Music – Nick Drake, Bryter Layter
While 1970 was undoubtedly a fine year for heavy rock, with two albums from Black Sabbath, The Who’s Live at Leeds, Deep Purple’s In Rock and Led Zeppelin III coming out, Nick Drake’s Bryter Layter took a gentler approach. It was full of lulling melodies and fingerpicked guitar, backed by a subtle crew of notable folksters. Sadly, it’s probably responsible for James Blunt, but Drake couldn’t have known that was going to happen.
Film – Zabriskie Point
1970 was not a great year for cinema. There was Love Story and The Out-of-Towners, plus Arnie’s debut in the (obviously excellent) Hercules in New York. Zabriskie Point was ultimately as forgettable, but had some fantastic explosions going off to a soundtrack by Pink Floyd.
Car – Citroën SM
Think Citroën, think diesel hatchback?
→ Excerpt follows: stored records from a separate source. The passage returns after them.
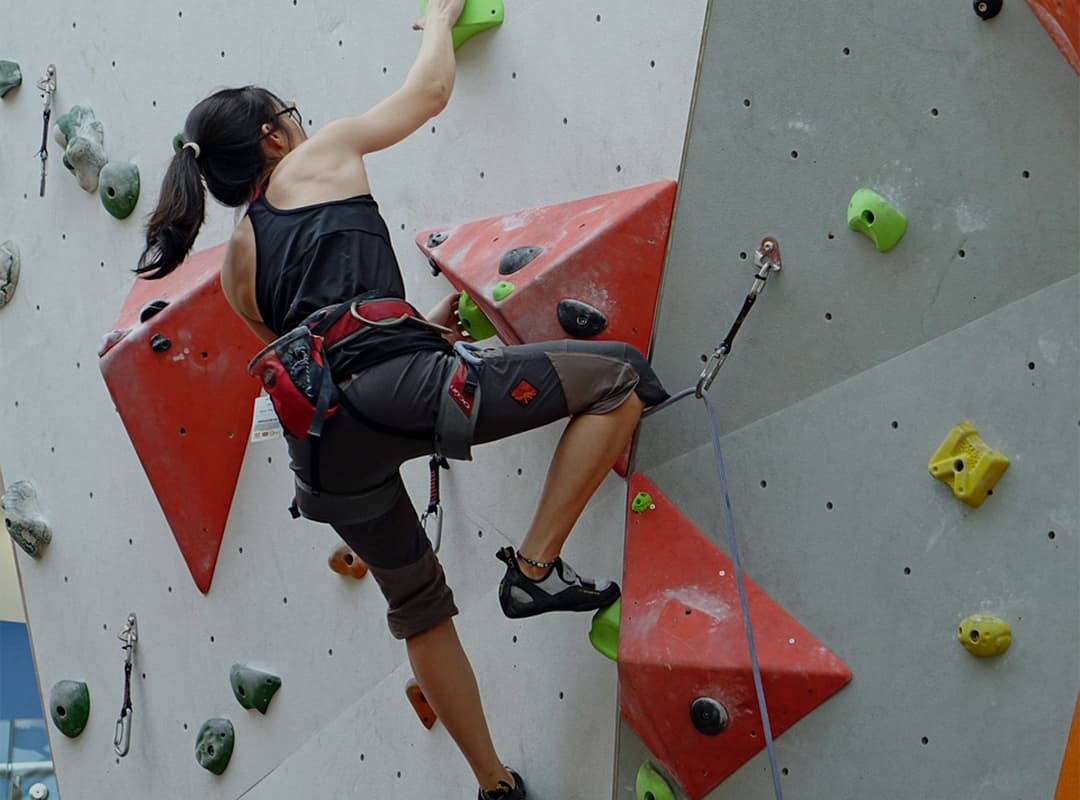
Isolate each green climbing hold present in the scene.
[589,598,622,661]
[848,189,907,253]
[0,59,23,97]
[229,664,281,714]
[97,161,139,219]
[49,680,90,738]
[634,761,675,800]
[458,291,497,341]
[195,719,237,775]
[420,0,503,50]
Well, it’s that or Ghostbusters, isn’t it? Not in 1970, though, when the SM debuted at the Geneva Motor Show to compete against models from Jaguar, Lotus, Ferrari, Aston Martin, Alfa Romeo and Porsche. It was also the first car to have variable power steering, used in most modern cars. And it looked fantastic.
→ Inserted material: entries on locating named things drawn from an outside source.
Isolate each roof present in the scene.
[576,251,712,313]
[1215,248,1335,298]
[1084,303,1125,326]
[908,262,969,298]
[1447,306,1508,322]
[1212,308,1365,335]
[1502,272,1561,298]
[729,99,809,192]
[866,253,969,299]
The Big Mac started being advertised, but it was quite a different excess that finished off Jimi Hendrix less than three weeks after his seminal Isle of Wight Festival performance. Janis Joplin took the same route and we also said goodbye to Mark Rothko and EM Forster. Replacing them? Mariah Carey, Vince Vaughn, Naomi Campbell and Matt Damon. They don’t make ‘em like they used to…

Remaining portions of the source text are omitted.